Evaluation of a patient with a pleural effusion requires a thorough clinical history and physical examination in conjunction with pertinent laboratory tests and imaging studies. Thoracentesis should not be performed for bilateral effusions in a clinical setting strongly suggestive of a transudate unless there are atypical features or they fail to respond to therapy. Pleural fluid should always be sent for protein, lactate dehydrogenase, Gram stain, cytology and microbiological culture.[2] Additional studies which may be indicated in selected cases include pH, glucose, acid-fast bacilli and tuberculosis culture, triglycerdies, cholesterol, amylase, andhematocrit. Light's criteria is applied to distinguish the fluid between transudative or exudative.[3] A broad array of underlying conditions result in exudative effusions, while a limited number of disorders are assoicated with transudative effusions, which include congestive heart failure, cirrhosis, nephrotic syndrome, peritoneal dialysis, hypoalbuminemia, urinothorax, atelectasis, constrictive pericarditis, trapped lung, superior vena caval obstruction, and duropleural fistula.

Epidemiology and Demographics

In the United States, up to one million patients develop parapneumonic effusions annually, and approximately 100,000 patients undergo pleurodesis for recurrent pleural effusions per year.[4] Pleural effusion is reported to have an incidence of 0.32% in a study among the general population in central Bohemia. Congestive heart failure accounts for nearly 50% of cases, with malignancy, pneumonia and pulmonary emboli as the next three leading causes.[5] However, the distribution of causes is largely dependent on the population studied.


Chest X Ray

Chest films acquired in the lateral decubitus position (with the patient lying on their side) are more sensitive, and can pick up as little as 50 ml of fluid. At least 300 ml of fluid must be present before upright chest films can pick up signs of pleural effusion (e.g., blunted costophrenic angles).

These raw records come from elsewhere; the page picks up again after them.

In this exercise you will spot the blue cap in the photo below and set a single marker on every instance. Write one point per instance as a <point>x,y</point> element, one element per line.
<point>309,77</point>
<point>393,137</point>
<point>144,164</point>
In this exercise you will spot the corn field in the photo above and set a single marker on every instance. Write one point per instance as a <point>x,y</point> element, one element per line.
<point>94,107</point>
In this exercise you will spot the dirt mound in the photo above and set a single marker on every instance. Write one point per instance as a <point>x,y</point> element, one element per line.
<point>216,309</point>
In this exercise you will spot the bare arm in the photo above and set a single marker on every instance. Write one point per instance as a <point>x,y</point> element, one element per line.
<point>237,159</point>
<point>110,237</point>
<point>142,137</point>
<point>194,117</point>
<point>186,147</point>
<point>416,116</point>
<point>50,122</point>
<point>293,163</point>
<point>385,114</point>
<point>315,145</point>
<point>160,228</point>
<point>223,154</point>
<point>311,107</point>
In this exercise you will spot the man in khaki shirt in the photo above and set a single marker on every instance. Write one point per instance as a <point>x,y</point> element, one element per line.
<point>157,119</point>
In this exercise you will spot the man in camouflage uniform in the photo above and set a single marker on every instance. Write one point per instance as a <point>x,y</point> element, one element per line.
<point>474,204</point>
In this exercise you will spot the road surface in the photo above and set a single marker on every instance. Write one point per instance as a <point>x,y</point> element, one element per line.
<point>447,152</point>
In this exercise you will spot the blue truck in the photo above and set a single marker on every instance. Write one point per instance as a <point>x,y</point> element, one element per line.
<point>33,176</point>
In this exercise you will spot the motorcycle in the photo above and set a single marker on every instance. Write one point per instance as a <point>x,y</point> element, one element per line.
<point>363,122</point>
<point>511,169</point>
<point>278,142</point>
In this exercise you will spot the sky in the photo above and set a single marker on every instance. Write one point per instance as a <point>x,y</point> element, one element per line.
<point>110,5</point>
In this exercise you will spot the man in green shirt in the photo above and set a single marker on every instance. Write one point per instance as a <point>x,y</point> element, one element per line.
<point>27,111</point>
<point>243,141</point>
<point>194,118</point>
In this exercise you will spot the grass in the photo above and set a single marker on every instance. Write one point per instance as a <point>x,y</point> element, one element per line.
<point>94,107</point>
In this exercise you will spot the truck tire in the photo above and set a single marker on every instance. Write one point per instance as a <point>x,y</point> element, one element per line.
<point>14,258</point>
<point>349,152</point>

  1. Miserocchi G (January 1997). "Physiology and pathophysiology of pleural fluid turnover". Eur. Respir. J. 10 (1): 219–25. PMID 9032518.
  2. Hooper C, Lee YC, Maskell N (August 2010). "Investigation of a unilateral pleural effusion in adults: British Thoracic Society Pleural Disease Guideline 2010". Thorax 65 Suppl 2: ii4–17. doi:10.1136/thx.2010.136978. PMID 20696692.
  3. Light RW, Macgregor MI, Luchsinger PC, Ball WC (October 1972). "Pleural effusions: the diagnostic separation of transudates and exudates". Ann. Intern. Med. 77 (4): 507–13. PMID 4642731.
  4. Light, Richard J. (2007). Pleural diseases. Hagerstwon, MD: Lippincott Williams & Wilkins. ISBN 0-7817-6957-4. 
  5. Marel M, Zrůstová M, Stasný B, Light RW (November 1993). "The incidence of pleural effusion in a well-defined region. Epidemiologic study in central Bohemia". Chest 104 (5): 1486–9. PMID 8222812.